Introduction

Emphysema and chronic bronchitis are important features of chronic obstructive pulmonary disease (COPD), and recent studies show that imaging features are associated with adverse clinical outcomes of COPD1. Computed tomography (CT) evidence of emphysema is associated with worse prognosis even among subjects without airflow obstruction2,3. However, there is a lack of specific emphysema prevention and treatment techniques in part due to a limited understanding of pathobiological mechanisms.

Smoking is a major risk factor for emphysema, but emphysema is identified in non-smokers and the severity of emphysema among smokers varies greatly4,5,6. Emphysema has a genetic component with significant heritability and a previous study estimated its heritability to be approximately 25%7,8. Previous reports have described genetic determinants of emphysema and airway phenotypes in smokers with or without COPD9, emphysema in the general population10, distinct local histogram emphysema pattern11, and emphysema distribution12.

However, most emphysema genome-wide association studies (GWAS) were performed either exclusively or predominantly in European ancestry individuals. The Korean Obstructive Lung Disease (KOLD) and COPD in dusty areas (CODA) cohorts were constructed in South Korea collecting CT imaging and blood samples that enabled assessments of genetic associations with CT features. We investigated genetic determinants of emphysema severity in Korean cohorts and sought to relate these to gene expression and DNA methylation.

Methods

Study sample

Blood samples of 1056 subjects from the KOLD and CODA cohorts were genotyped.

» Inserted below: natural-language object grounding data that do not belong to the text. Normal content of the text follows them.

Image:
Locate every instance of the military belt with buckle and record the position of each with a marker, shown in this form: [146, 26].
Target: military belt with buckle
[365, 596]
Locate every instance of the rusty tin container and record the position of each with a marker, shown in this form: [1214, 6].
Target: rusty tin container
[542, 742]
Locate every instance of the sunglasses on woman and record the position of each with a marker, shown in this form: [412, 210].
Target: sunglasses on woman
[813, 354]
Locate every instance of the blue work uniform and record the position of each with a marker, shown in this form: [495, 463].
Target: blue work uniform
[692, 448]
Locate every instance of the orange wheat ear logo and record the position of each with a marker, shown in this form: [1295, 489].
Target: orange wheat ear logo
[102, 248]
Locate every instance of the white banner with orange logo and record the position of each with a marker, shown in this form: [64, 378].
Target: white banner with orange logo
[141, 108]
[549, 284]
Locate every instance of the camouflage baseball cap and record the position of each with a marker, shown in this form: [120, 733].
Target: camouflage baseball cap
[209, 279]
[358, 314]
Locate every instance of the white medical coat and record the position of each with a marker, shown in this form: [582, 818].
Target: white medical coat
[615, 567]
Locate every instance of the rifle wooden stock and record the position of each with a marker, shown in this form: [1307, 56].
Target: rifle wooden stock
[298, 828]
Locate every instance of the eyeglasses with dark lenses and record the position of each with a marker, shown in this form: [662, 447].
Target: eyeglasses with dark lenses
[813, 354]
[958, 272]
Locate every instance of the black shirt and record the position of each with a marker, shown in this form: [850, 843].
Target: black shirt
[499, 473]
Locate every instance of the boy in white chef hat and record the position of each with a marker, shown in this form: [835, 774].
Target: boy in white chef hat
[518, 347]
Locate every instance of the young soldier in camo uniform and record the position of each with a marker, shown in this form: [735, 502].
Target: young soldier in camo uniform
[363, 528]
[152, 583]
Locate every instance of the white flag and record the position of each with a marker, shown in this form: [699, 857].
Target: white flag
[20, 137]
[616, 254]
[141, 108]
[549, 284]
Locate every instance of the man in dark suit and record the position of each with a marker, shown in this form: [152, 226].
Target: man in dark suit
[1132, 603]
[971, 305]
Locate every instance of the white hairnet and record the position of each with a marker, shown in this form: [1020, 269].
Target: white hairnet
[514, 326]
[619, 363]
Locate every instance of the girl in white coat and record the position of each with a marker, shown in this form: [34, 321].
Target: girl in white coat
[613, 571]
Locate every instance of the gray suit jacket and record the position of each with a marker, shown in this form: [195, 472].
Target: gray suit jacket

KOLD is a prospective cohort which recruited COPD patients from 16 university hospitals in South Korea. CODA is a prospective cohort conducted on subjects with airflow limitation and healthy volunteers living in dusty areas near cement plants in the Kangwon and Chungbuk provinces of South Korea. Details of the cohorts were described in previous papers13,14. Written informed consent was given by each participant. This study received ethical approval from the Kangwon National University Hospital IRB (KNUH 2012-06-007) and the Asan Medical Center IRB (Approval No. 2005-0345). This study was conformed to the tenets of the Declaration of Helsinki.

Computed tomographic measurements

In the KOLD cohort, CT measurements were obtained using 16-channel multidetector row CT scanner (SOMATOM Sensation; Siemens Medical Systems, Erlangen, Germany). In the CODA cohort, CT measurements were obtained using dual source CT scanner (SOMATOM Definition, Siemens Healthcare, Forchheim, Germany). In both studies, all subjects were scanned at full inspiration in a supine position. Emphysema was calculated as percent of lung area below or equal to the − 950 HU threshold and log-transformed.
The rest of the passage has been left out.